Notice now the "law review article she wrote in 2001" is being used in the context of supporting "robust defenses of executive power, including the power to indefinitely detain." It was this language that I called Glenn out on last night explicitly, asserting that the 2001 article did not even remotely support a president's constitutional claim to detain, Congress's contrary view notwithstanding.

Before I had seen Glenn's response this morning, we had emailed about this point. He had acknowledged that the "grammar is a bit vague" but that he "never thought, implied or claimed that that article had anything to do with detention."

But the question isn't detention. The question of "executive power" (as opposed to government power generally) is whether the president has a constitutional authority to decide what to do independent of Congress. That was the constitutional challenge raised by Bush-Cheney. No one thinks that there's a serious constitutional question (beyond due process rights) in this Court if Congress expressly gives the president the power to detain. The whole constitutional fight is about whether that policy judgment is one that Congress gets to participate in, or whether it is the president's to make alone. And what Glenn was saying is that Kagan's 2001 article is consistent with the "robust views" of executive power that Bush/Cheney advanced.

And so as I said last night on the Maddow show:

Now, that article was written before George Bush, before 9/11, and before George Bush articulated anything about this power. It has nothing to do with the power of the president to detain anybody. The power of the unitary executive that George Bush articulated -- this kind of über-power of unitary executive -- was nowhere even hinted at in Elena's article. Yet Glenn has repeatedly asserted that she is George Bush, and that is just flatly wrong.

This is my "falsehood" "spewed on TV." Except that whether it was "spewed" or not, it isn't false. Glenn has repeatedly suggested that Kagan's 2001 article shows that she believes the president has the power "instead of" Congress. That characterization of Kagan's view is flatly wrong. It was wrong to suggest she had said that about the ordinary work of administrative agencies. It was super-wrong to suggest she had said that about anything to do with the president's power to wage war. To link the two together in a single sentence would confuse -- even if the grammar were clear. And to hear people echo the words of Glenn, it is clear his confusion has spread.

Chill, Glenn. Dial down the outrage. Dial back the hyperbole. And stop calling those who applaud you liars. No doubt there are other progressives the president could have nominated with a clearer public record. I can well understand the frustration of some that the president didn't pick one of these others, even if I don't share it.

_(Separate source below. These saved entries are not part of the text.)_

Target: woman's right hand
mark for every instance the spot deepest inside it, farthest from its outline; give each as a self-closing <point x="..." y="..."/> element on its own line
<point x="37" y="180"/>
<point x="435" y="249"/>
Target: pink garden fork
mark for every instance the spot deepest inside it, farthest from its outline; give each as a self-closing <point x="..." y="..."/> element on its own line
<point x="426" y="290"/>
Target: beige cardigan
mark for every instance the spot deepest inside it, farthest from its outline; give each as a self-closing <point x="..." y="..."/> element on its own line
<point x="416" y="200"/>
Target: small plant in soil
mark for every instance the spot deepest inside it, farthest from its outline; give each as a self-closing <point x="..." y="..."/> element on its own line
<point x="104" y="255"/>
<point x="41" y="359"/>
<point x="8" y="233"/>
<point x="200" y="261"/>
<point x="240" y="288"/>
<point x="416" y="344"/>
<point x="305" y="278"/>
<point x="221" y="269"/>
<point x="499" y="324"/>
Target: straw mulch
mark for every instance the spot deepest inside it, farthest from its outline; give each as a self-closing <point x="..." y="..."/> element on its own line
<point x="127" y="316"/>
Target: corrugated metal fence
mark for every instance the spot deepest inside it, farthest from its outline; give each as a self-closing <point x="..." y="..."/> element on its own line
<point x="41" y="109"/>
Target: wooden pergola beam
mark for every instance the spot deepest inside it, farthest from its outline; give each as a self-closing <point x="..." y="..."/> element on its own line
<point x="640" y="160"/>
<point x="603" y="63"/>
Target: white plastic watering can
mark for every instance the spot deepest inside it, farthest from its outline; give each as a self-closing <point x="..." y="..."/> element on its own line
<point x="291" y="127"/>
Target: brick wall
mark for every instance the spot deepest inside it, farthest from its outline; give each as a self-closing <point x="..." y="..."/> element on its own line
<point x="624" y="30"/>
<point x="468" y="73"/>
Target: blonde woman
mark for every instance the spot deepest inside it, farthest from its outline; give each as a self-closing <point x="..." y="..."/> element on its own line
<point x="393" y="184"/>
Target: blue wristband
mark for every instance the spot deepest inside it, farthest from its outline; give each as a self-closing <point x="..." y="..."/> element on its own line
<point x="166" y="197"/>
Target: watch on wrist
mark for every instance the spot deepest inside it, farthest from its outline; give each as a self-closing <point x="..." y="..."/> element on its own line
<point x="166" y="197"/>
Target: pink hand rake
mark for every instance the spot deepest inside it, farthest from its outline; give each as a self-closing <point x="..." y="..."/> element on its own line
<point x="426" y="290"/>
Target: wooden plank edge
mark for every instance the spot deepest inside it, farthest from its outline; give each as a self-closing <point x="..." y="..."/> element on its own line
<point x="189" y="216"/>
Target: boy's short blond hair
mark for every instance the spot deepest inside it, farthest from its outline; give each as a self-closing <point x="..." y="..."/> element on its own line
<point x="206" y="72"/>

But you can make your point well enough without painting everyone else as liars or constitutional crazies. If I was confused by the "vagueness" in your "grammar," I apologize. I wouldn't have used it had I not read you repeat the thrust of the point again and again. But now that you've clarified it -- now that you've acknowledged that the 2001 piece does not support the Bush/Cheney doctrine of "executive power" -- let's move on. There are wildly more important battles to fight in our common campaign against the corruption of Congress. Winning that battle would ultimately be more important to progressives and our democracy than the difference between the justices Barack Obama could appoint.